There's actually a separate team at Marvel whose job it is to do exactly that. They're the rides and attractions team, and they're right down the hallway from me. They work with an Imagineering team on things like the new Guardians of the Galaxy ride that opened up at Disneyland. The teams worked very closely together on it in terms of, "Here's our IP and here's how to maximize it."

I could give you a hint. All of our games' code names are named after food items.

It's somewhat similar to what we do, but on the theme park and rides side. They do lots of different types of attractions. Once in a while they'll ask us for assistance, if it's something that's very gaming-focused, and we're happy to help, but it's something that that other team drives.
Are you ever afraid of accidentally slipping something out that you're not supposed to, like when talking with friends or maybe after having too too many drinks?
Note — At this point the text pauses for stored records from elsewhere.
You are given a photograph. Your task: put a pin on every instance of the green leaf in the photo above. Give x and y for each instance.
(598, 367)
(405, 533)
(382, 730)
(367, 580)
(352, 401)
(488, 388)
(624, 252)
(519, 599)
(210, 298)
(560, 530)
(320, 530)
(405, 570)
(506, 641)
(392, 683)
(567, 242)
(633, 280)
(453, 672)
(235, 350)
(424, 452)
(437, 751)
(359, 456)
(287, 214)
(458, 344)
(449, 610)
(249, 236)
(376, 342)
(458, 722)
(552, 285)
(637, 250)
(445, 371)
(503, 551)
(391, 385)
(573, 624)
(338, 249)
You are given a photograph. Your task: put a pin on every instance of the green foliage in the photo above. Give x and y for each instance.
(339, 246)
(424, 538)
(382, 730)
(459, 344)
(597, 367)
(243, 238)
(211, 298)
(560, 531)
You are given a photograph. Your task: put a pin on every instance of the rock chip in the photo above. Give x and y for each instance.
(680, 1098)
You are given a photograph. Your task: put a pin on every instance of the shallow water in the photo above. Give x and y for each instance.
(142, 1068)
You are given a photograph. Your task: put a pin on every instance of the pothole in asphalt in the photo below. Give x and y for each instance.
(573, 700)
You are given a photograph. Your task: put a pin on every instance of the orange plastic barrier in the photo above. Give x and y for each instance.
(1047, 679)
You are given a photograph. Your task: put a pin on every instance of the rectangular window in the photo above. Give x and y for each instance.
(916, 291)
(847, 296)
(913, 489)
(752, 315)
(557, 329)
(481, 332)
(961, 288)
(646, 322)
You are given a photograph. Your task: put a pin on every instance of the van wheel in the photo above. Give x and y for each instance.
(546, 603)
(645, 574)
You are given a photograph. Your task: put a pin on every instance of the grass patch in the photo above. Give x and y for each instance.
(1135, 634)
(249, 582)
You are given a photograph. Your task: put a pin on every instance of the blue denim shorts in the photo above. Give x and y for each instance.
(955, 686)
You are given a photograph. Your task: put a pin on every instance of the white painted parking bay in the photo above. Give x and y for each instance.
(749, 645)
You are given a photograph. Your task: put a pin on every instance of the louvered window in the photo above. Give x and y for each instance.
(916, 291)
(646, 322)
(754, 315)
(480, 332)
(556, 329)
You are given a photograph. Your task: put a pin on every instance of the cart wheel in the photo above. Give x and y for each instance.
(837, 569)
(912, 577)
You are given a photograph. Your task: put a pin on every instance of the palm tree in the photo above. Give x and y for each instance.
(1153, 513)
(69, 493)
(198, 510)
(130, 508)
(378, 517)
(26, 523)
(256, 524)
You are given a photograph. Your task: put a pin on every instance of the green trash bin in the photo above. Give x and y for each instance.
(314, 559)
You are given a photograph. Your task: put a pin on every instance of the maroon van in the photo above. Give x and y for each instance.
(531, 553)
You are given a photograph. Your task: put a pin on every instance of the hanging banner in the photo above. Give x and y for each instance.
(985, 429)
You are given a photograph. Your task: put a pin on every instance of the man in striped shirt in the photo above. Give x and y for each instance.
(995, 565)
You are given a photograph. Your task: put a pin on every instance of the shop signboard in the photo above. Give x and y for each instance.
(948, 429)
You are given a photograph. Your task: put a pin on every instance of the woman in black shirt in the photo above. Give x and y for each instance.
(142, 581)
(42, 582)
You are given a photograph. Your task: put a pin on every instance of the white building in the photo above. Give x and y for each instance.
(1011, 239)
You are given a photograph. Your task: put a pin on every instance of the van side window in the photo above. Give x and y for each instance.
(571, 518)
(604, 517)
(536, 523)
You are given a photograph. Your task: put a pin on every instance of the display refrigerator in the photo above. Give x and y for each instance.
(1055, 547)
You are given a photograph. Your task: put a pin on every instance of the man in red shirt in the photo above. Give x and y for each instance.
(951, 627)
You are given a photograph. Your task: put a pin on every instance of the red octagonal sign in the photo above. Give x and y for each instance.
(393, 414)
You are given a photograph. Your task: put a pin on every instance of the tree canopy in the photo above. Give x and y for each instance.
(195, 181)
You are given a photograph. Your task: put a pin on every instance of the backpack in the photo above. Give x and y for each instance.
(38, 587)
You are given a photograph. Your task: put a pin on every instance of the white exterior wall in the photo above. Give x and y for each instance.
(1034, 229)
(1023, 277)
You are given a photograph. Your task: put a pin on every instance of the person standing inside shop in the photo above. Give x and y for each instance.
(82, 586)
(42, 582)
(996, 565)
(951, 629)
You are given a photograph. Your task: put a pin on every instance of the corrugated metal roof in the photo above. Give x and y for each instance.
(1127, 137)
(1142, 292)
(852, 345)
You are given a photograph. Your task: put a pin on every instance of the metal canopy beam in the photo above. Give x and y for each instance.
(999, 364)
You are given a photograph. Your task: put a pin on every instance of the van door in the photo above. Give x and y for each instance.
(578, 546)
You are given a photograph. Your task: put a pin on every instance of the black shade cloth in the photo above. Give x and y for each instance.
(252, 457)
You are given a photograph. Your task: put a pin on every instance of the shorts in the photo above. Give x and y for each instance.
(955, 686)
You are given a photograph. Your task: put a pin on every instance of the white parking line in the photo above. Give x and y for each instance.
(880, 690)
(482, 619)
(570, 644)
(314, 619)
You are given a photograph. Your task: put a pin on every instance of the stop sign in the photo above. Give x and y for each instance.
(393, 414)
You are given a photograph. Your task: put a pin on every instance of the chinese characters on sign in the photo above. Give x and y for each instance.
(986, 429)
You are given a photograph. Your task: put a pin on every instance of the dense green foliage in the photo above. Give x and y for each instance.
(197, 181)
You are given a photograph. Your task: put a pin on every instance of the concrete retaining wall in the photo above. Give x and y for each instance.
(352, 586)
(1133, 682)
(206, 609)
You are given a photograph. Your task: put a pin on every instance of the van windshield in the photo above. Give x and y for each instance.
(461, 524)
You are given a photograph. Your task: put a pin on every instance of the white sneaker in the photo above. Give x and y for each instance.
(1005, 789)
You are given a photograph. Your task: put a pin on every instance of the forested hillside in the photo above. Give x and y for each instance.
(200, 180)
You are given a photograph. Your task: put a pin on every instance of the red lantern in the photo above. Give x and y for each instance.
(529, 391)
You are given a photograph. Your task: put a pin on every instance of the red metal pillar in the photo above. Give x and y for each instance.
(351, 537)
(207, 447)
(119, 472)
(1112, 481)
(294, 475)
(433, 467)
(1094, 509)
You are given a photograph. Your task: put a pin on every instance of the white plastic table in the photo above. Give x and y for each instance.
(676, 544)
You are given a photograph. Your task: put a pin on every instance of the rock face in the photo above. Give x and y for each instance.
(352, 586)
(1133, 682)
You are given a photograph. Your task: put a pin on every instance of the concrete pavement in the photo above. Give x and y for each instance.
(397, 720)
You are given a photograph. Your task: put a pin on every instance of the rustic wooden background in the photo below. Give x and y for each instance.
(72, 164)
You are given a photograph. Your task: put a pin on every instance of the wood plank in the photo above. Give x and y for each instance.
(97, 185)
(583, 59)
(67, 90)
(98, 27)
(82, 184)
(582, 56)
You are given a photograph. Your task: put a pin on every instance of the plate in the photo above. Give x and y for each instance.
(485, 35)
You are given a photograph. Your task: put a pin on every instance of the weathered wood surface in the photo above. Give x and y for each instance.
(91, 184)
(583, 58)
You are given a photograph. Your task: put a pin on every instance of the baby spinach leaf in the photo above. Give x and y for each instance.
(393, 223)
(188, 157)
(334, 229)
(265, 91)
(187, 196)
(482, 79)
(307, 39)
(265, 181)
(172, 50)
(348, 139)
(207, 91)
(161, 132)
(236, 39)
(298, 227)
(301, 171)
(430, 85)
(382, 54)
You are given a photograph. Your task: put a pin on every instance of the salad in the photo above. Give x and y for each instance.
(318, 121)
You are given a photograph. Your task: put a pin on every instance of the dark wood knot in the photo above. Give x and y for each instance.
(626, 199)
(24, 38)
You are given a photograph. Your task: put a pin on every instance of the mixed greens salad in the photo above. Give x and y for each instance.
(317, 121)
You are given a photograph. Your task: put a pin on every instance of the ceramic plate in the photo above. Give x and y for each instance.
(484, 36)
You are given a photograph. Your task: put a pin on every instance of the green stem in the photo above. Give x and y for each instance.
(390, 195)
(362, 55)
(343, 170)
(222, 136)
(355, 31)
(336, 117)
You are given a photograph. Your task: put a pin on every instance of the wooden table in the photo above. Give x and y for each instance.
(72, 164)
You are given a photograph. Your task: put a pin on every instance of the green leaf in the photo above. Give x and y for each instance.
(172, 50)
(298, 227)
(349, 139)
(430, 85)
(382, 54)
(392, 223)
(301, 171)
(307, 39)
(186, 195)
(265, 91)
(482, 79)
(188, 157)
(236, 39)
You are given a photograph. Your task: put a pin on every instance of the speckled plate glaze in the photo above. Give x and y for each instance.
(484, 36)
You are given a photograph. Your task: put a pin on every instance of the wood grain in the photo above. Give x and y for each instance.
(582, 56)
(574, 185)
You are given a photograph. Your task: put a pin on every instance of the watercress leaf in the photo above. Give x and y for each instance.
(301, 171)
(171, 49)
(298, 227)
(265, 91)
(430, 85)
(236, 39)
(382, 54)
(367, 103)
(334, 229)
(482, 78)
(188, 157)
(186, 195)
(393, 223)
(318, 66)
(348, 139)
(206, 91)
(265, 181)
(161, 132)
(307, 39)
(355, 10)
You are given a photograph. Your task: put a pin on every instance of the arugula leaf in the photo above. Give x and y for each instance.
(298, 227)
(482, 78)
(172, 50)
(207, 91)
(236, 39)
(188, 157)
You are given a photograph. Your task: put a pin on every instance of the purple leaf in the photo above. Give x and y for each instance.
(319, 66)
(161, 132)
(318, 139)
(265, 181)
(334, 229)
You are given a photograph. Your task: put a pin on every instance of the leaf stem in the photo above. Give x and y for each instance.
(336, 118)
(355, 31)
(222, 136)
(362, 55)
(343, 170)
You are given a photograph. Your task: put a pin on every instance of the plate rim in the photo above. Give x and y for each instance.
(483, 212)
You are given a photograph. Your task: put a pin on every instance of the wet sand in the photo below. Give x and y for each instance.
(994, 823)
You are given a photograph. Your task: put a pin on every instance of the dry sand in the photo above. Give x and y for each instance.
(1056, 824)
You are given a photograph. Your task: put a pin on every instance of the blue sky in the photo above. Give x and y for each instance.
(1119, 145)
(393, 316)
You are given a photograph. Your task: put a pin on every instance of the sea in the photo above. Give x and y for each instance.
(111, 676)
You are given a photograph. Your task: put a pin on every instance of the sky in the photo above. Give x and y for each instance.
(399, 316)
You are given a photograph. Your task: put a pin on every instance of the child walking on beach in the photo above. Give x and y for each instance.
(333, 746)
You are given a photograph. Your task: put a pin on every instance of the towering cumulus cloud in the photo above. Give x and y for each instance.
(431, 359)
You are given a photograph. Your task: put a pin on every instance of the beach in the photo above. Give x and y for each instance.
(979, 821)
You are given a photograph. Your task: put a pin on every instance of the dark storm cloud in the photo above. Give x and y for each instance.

It's always a danger, right, and that's why I have PR sitting around for interviews. She'll probably throw her phone at me if I start to say something I shouldn't. [laughs]
But a lot of times, internally, we use code names. So if something accidentally does slip out, it wouldn't make sense to anyone anyway. And for all the TV shows, all the movies, we use code names. Even our games, within our team, we use code names.
Can you tell us any of the code names for stuff that's already come out?
No.
Aww.
I could give you a hint. All of our games' code names are named after food items. Different snack food items. It's just funny that they're this common theme. I used to work at Blizzard and the code names there were named after mythological creatures, but we were like, "You know, we don't want something too grandiose. We want to keep it simple." We all like to eat, and so literally every single game I saw on the screen has a code name that's related to food in some way.
We know a lot about the movie plans for the next few years, but what else can we look forward to on the games side?
It's going to be exciting here. Absolutely expect some announcements in VR, that's something we're really excited about. I think our fans are going to go crazy. The things we're doing there are absolutely amazing.
We see VR in the same way we see the other platforms in terms of if you want to do something, you need to do something truly amazing. One of the things about our team, and we talked about our team ethos earlier, is that we have almost irrational ambition. It's true. When I first started at Marvel, going back to 2014, the things we were dreaming about back then were almost crazy. We wanted to do these amazing console games, we wanted to do these amazing chart topping mobile games; it was irrational and crazy, but we dreamed and it actually worked because the IP is really strong. And we got lucky with a few things happening the right way at the right time.
In VR, we have that same ambition. We think if we do something there, it shouldn't be just for the novelty of it. It should be something that defines the platform, that defines the experience. Certainly we're looking to build when Spider-man comes out, it'll be one of the best games on the platform, and when Avengers comes out, it'll be one of the best games on those platforms. We think our efforts in VR will be the same thing.